Facts of the Case

Provided by Oyez

In the U.S., bankruptcy proceedings are administered through two systems: the Trustee Program managed by the Department of Justice for 88 judicial districts, and the Bankruptcy Administrator Program for six districts in Alabama and North Carolina, overseen directly by the courts. This dual system originated in 1978, with Alabama and North Carolina eventually gaining a permanent exemption from the Trustee Program in 2000. Both programs have different funding models, with the Trustee Program financed primarily through debtor fees and the Administrator Program funded through the general judicial budget. Over the years, Congress has enacted various amendments to balance the fee structures between the two systems, but disparities have remained, most notably with the 2017 Amendment which significantly raised fees in Trustee districts.

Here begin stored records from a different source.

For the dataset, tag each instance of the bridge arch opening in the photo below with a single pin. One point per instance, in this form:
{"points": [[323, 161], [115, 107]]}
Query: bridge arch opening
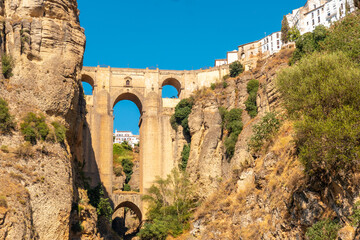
{"points": [[87, 84], [127, 219], [170, 88], [127, 110]]}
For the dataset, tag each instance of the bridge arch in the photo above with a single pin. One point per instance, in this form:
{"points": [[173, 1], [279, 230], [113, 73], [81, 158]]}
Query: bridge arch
{"points": [[172, 82], [132, 95], [131, 206]]}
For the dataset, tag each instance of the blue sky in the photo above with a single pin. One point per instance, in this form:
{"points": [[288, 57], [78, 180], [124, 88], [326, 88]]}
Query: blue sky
{"points": [[172, 34]]}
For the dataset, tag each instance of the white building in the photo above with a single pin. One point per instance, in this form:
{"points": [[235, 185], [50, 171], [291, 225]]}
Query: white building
{"points": [[271, 44], [122, 136], [318, 12]]}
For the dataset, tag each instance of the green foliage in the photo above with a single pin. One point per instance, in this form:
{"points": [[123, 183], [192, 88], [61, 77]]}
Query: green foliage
{"points": [[323, 89], [293, 34], [250, 103], [98, 200], [236, 68], [182, 112], [323, 230], [3, 202], [284, 30], [34, 128], [127, 166], [171, 202], [225, 84], [7, 65], [6, 120], [309, 43], [345, 36], [127, 187], [263, 131], [226, 77], [184, 157], [355, 217], [233, 124], [60, 132]]}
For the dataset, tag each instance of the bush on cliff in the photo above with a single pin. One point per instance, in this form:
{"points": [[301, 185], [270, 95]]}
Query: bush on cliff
{"points": [[231, 121], [34, 128], [6, 120], [171, 202], [250, 103], [182, 112], [7, 66], [322, 91], [236, 68]]}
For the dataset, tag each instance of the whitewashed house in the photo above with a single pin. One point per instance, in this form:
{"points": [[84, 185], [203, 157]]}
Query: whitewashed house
{"points": [[122, 136]]}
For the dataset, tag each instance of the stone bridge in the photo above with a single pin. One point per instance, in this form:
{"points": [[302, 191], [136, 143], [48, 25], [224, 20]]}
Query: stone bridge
{"points": [[158, 151]]}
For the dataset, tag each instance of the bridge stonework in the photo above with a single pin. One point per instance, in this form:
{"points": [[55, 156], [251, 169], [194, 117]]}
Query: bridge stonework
{"points": [[144, 88]]}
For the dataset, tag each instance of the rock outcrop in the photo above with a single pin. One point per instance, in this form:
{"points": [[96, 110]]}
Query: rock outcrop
{"points": [[46, 44]]}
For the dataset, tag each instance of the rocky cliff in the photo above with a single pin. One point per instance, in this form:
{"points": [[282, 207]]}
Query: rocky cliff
{"points": [[45, 43], [257, 196]]}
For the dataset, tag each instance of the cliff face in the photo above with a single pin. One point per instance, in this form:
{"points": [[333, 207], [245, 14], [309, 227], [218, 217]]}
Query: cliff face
{"points": [[46, 44], [262, 196]]}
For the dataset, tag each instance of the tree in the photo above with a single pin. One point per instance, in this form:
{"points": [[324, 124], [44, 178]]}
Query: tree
{"points": [[284, 30], [236, 68], [293, 34]]}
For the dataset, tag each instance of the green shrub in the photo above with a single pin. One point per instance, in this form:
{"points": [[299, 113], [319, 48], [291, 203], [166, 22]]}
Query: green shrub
{"points": [[127, 187], [6, 120], [233, 124], [263, 131], [98, 200], [182, 112], [3, 202], [250, 103], [225, 84], [184, 157], [4, 148], [236, 68], [34, 128], [127, 166], [226, 77], [322, 91], [323, 230], [60, 132], [7, 66], [171, 203]]}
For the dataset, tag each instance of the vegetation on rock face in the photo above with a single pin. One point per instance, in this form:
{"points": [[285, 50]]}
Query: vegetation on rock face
{"points": [[181, 116], [233, 124], [6, 120], [100, 202], [252, 88], [323, 230], [323, 88], [293, 34], [263, 131], [171, 202], [123, 162], [284, 30], [60, 132], [34, 128], [184, 157], [7, 65], [236, 68]]}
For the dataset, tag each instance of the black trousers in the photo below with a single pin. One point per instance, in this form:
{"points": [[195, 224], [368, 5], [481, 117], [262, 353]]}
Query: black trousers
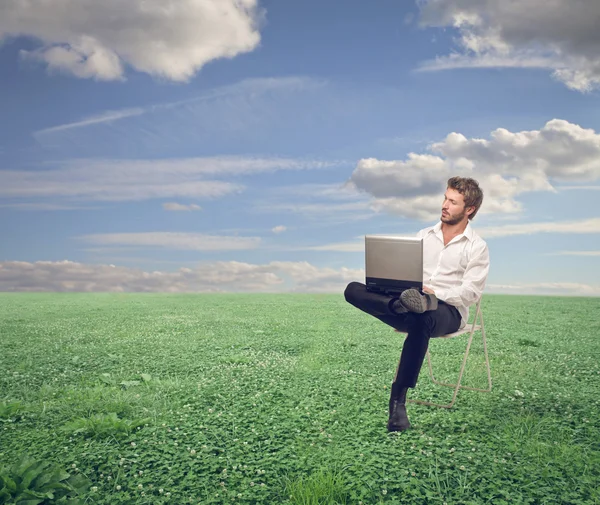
{"points": [[420, 328]]}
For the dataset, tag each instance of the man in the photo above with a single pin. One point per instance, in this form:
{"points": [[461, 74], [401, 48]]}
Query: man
{"points": [[455, 268]]}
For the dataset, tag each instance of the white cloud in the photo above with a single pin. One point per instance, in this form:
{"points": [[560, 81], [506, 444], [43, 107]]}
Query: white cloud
{"points": [[135, 180], [582, 226], [545, 288], [506, 165], [209, 277], [340, 247], [174, 240], [561, 35], [95, 39], [173, 206], [108, 116], [216, 106]]}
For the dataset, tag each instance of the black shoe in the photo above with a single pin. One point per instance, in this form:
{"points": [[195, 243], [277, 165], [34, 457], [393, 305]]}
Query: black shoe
{"points": [[398, 307], [415, 301], [398, 420]]}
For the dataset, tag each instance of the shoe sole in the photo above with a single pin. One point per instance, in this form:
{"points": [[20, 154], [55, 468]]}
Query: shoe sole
{"points": [[394, 428], [413, 301]]}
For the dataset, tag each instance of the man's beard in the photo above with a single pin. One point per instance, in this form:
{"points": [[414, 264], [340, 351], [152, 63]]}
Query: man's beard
{"points": [[453, 219]]}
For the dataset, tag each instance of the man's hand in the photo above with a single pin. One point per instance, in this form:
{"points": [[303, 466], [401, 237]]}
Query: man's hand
{"points": [[428, 290]]}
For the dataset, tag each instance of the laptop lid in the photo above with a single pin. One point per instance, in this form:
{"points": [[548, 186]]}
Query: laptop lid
{"points": [[393, 263]]}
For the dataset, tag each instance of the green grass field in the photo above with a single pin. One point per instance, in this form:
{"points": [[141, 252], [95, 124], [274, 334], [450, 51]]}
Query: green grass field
{"points": [[231, 398]]}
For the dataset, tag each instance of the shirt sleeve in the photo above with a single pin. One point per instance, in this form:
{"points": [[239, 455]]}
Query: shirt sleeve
{"points": [[473, 282]]}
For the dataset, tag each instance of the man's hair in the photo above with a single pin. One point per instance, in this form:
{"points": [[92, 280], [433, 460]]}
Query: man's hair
{"points": [[469, 188]]}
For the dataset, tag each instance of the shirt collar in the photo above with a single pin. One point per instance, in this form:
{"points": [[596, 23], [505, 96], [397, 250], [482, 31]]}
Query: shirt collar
{"points": [[468, 233]]}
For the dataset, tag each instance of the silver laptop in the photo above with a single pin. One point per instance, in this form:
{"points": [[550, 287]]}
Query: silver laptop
{"points": [[393, 263]]}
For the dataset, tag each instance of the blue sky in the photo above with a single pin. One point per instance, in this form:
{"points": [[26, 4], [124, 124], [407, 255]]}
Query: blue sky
{"points": [[250, 146]]}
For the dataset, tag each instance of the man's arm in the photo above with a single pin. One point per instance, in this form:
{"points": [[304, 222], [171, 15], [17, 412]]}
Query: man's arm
{"points": [[473, 280]]}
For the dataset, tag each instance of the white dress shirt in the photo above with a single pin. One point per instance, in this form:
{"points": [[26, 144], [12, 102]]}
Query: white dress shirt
{"points": [[457, 271]]}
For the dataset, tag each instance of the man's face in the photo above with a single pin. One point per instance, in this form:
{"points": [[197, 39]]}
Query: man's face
{"points": [[453, 208]]}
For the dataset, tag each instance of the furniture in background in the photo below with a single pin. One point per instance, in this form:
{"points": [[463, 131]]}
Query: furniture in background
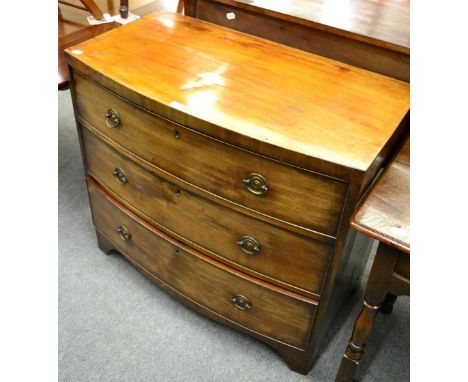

Seventy-six Chapter 11 debtors associated with John Q. Hammons Hotels & Resorts (Debtors) filed for bankruptcy in the District of Kansas, a Trustee district, in June 2016. Their cases were still pending when a 2017 Amendment took effect in January 2018, which significantly increased their quarterly Chapter 11 disbursement fees. By the end of December 2019, they had paid over $2.5 million more in fees than they would have if they had filed in a Bankruptcy Administrator district, such as those in North Carolina and Alabama.

The Debtors challenged the fee increase in bankruptcy court, arguing it was unequally applied and retroactive without clear congressional intent. The bankruptcy court rejected these arguments, and the U.S. Court of Appeals for the Tenth Circuit reversed.


  1. Must the U.S. Trustee issue refunds for the extra fees paid by debtors in certain districts to address the lack of uniformity identified in Siegel v. Fitzgerald?